康基医療ホールディングス(HKG:9997)の資本に対するリターンは信頼を与えるものではありません

Simply Wall St ·  11/22 14:31

If we want to find a potential multi-bagger, often there are underlying trends that can provide clues. Ideally, a business will show two trends; firstly a growing return on capital employed (ROCE) and secondly, an increasing amount of capital employed. Basically this means that a company has profitable initiatives that it can continue to reinvest in, which is a trait of a compounding machine. So when we looked at Kangji Medical Holdings (HKG:9997), they do have a high ROCE, but we weren't exactly elated from how returns are trending.

Return On Capital Employed (ROCE): What Is It?

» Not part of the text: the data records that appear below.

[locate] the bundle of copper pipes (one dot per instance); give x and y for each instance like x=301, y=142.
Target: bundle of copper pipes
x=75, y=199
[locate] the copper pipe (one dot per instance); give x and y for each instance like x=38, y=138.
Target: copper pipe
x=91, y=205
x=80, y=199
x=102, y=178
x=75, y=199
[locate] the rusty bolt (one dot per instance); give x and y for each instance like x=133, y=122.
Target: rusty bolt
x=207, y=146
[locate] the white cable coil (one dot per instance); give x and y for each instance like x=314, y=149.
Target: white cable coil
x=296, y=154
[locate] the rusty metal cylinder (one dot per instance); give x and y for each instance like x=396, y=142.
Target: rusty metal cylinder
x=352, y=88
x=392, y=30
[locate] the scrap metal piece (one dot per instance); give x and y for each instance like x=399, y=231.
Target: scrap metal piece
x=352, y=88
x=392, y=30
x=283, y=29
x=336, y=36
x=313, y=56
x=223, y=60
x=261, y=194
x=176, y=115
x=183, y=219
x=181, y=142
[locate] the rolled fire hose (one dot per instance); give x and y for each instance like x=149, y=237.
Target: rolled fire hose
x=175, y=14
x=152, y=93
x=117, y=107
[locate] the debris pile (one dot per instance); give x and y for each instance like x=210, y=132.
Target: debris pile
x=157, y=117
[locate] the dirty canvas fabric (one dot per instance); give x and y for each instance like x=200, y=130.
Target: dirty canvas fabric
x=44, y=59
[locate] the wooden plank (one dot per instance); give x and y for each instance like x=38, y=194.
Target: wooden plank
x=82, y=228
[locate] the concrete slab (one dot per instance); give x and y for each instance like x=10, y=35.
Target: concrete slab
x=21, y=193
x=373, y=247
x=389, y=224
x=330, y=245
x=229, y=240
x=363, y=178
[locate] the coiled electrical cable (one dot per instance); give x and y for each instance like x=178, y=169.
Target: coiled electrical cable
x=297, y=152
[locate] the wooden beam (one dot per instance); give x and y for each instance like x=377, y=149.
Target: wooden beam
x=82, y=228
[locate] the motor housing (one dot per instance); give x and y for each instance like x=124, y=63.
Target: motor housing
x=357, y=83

Just to clarify if you're unsure, ROCE is a metric for evaluating how much pre-tax income (in percentage terms) a company earns on the capital invested in its business. Analysts use this formula to calculate it for Kangji Medical Holdings:

Return on Capital Employed = Earnings Before Interest and Tax (EBIT) ÷ (Total Assets - Current Liabilities)

0.21 = CN¥491m ÷ (CN¥4.4b - CN¥2.0b) (Based on the trailing twelve months to June 2024).

Thus, Kangji Medical Holdings has an ROCE of 21%. In absolute terms that's a great return and it's even better than the Medical Equipment industry average of 8.5%.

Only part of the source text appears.